FCRA Disclosures Must Stand Alone, $2.3 Million Delta Airlines Settlement Shows

Author: Michael Cardman, XpertHR Legal Editor

January 11, 2019

The Fair Credit Reporting Act (FCRA) requires employers that use outside companies to conduct a background check and/or obtain a credit report to, among other things, convey to job applicants their intent to do so with a clear and conspicuous written disclosure.

This disclosure must be made "in a document that consists solely of the disclosure," with no extraneous information. Failure to keep the disclosure separate from other information can prove costly, as a recent settlement illustrates.

Delta Airlines has agreed to pay $2.3 million to settle claims from about 44,000 job applicants alleging the airline violated FCRA with disclosure forms that include impermissible extraneous information.

  • One form included acknowledgments that authorizing a background check would not also authorize the release of medical information or create any sort of employment contract, obligation or duty. Both were extraneous and the latter was misleading, according to the plaintiffs, because FCRA imposes duties on Delta once it obtained a consumer report.

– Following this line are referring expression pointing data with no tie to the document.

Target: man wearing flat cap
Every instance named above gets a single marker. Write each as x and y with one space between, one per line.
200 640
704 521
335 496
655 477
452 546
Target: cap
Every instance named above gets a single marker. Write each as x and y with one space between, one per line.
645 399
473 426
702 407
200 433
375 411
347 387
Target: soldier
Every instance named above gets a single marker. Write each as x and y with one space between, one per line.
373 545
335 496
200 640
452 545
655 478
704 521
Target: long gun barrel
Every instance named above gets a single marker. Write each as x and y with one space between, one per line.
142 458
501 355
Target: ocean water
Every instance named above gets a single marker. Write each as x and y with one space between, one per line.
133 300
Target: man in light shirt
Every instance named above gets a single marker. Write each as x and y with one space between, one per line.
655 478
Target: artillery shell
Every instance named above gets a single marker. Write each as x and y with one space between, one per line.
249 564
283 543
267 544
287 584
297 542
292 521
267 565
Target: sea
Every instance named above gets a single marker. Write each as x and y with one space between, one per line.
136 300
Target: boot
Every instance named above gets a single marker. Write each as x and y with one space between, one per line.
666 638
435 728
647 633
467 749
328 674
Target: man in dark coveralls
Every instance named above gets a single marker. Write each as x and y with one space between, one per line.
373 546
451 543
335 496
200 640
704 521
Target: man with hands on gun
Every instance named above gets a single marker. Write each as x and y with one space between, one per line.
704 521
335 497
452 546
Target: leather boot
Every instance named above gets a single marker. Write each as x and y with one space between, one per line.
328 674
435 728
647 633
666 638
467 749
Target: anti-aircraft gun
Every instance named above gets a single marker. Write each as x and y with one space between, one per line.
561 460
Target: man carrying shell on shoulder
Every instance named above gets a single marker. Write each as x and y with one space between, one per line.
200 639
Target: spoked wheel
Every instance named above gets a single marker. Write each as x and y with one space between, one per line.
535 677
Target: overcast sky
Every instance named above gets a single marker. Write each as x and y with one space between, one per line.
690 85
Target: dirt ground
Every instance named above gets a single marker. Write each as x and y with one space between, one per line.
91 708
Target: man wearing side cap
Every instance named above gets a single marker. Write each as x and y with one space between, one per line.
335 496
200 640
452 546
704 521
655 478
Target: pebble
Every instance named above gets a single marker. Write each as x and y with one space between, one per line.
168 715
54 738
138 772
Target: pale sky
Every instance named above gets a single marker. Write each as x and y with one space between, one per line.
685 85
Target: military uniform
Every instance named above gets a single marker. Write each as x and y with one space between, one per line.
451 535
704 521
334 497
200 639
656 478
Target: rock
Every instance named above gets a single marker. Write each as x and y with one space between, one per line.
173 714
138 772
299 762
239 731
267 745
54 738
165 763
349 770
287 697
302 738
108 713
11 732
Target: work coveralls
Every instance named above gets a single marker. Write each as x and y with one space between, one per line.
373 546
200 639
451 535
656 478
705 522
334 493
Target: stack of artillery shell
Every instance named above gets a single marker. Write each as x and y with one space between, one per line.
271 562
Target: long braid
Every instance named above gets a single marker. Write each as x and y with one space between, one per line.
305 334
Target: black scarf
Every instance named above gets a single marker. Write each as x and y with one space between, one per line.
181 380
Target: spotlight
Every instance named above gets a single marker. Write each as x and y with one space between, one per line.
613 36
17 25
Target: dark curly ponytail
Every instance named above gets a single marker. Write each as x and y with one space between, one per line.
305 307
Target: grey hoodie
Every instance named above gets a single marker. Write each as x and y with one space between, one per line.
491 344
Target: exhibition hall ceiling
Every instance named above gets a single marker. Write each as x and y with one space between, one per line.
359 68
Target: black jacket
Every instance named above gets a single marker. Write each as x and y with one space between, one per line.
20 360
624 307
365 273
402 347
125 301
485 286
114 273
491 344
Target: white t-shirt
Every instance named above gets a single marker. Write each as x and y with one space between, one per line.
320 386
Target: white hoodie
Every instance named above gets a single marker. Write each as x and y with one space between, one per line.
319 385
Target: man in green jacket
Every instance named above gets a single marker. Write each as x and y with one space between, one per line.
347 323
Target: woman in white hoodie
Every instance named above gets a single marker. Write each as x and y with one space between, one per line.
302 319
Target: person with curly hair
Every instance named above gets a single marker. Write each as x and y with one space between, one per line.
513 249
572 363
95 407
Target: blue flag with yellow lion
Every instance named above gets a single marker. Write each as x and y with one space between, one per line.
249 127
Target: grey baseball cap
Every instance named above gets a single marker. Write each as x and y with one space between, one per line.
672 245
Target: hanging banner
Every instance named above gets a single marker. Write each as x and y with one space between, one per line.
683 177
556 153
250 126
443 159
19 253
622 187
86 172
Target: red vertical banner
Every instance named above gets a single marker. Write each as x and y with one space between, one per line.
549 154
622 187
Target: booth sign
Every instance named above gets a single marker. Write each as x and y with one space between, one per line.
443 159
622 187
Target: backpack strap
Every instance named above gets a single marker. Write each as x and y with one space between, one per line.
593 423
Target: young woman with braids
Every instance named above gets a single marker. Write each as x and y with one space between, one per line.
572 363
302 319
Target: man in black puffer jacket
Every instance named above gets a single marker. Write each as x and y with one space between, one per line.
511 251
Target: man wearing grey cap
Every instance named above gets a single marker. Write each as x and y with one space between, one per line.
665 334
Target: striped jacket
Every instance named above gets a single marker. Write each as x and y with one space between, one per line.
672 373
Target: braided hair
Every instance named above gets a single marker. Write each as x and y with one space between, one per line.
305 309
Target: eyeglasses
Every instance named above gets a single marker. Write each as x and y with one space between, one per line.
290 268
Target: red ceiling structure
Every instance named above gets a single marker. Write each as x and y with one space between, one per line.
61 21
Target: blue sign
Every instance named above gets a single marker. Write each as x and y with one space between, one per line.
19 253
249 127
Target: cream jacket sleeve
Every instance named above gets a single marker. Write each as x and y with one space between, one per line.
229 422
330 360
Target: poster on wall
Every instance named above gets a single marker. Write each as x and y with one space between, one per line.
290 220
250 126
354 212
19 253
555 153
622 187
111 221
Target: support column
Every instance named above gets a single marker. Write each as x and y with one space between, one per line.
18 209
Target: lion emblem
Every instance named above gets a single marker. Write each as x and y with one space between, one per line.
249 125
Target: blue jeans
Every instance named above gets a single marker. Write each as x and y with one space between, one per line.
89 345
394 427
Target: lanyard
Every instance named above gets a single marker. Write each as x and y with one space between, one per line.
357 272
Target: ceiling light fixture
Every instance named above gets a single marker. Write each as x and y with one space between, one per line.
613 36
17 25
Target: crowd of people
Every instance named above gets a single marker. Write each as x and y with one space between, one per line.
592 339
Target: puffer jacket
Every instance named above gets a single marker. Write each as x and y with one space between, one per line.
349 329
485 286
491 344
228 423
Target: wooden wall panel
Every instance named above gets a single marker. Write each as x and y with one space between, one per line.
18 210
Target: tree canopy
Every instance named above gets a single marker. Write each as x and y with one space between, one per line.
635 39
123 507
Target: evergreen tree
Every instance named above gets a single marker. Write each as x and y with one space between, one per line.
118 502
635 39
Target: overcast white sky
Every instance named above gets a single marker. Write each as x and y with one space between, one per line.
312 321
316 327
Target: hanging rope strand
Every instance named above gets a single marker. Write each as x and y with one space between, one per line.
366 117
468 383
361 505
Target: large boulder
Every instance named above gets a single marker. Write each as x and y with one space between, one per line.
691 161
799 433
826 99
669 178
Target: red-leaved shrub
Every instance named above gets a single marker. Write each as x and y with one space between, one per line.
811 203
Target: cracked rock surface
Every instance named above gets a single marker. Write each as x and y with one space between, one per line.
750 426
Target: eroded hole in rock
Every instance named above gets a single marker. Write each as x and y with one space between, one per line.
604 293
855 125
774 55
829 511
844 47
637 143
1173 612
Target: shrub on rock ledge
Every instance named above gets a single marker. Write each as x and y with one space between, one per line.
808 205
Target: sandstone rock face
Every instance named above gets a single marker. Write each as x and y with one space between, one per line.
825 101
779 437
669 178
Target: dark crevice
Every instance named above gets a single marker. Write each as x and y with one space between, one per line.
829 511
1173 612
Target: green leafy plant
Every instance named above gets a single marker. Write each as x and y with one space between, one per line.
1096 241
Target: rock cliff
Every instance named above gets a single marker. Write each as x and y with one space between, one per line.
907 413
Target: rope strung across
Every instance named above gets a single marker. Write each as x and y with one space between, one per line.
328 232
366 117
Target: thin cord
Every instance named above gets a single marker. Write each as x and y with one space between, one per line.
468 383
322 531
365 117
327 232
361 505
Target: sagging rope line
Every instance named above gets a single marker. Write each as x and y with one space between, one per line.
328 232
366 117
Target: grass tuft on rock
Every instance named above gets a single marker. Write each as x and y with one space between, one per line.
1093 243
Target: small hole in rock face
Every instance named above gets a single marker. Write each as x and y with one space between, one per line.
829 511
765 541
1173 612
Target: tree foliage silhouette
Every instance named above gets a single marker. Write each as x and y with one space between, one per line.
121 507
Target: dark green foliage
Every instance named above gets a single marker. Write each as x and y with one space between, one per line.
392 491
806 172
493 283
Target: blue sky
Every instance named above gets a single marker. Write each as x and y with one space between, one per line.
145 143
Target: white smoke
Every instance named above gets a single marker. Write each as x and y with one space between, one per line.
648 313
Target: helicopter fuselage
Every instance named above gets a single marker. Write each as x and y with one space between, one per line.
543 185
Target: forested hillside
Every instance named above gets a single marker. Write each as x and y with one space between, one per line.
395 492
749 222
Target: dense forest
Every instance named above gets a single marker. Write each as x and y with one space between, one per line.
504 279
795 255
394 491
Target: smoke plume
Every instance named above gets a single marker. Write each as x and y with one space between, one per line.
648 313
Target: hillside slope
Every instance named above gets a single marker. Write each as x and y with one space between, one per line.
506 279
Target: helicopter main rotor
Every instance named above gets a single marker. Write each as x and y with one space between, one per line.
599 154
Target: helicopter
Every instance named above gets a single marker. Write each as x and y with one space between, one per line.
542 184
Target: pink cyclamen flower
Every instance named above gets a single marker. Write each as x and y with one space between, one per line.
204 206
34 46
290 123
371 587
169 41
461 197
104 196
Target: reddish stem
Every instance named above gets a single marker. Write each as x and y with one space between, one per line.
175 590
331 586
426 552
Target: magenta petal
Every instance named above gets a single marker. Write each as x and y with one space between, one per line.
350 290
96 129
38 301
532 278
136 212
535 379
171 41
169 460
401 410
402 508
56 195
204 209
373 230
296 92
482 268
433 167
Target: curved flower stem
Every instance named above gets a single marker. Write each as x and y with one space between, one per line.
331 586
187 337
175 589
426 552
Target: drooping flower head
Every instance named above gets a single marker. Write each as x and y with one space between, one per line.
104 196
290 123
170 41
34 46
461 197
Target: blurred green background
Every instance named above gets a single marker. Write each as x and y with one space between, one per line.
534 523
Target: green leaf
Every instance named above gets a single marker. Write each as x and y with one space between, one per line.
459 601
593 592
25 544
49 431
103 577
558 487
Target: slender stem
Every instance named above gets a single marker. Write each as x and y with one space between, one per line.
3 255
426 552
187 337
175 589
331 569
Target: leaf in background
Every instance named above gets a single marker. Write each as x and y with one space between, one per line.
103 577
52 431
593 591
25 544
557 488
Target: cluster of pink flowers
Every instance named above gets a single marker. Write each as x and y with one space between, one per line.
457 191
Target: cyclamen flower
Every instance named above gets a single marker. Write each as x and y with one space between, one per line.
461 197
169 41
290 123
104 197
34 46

For example, if Delta were to decide after reviewing a consumer report not to hire an applicant, it would have an obligation to provide a copy of the report and notification of the right to dispute information in the report.
  • The plaintiffs also claimed one of the disclosure forms was not a stand-alone disclosure because it references the terms consumer report and investigative consumer report by referring to FCRA without defining the terms. "The job applicant[s] must read the statute if they wish to understand the disclosure," the settlement states.
  • Another form included extraneous information about state laws.

The Equal Employment Opportunity Commission and the Federal Trade Commission have published joint guidance about background checks to help other employers avoid FCRA violations. With regards to stand-alone disclosures, the guidance states, "The notice can't be in an employment application. You can include some minor additional information in the notice (like a brief description of the nature of consumer reports), but only if it doesn't confuse or detract from the notice."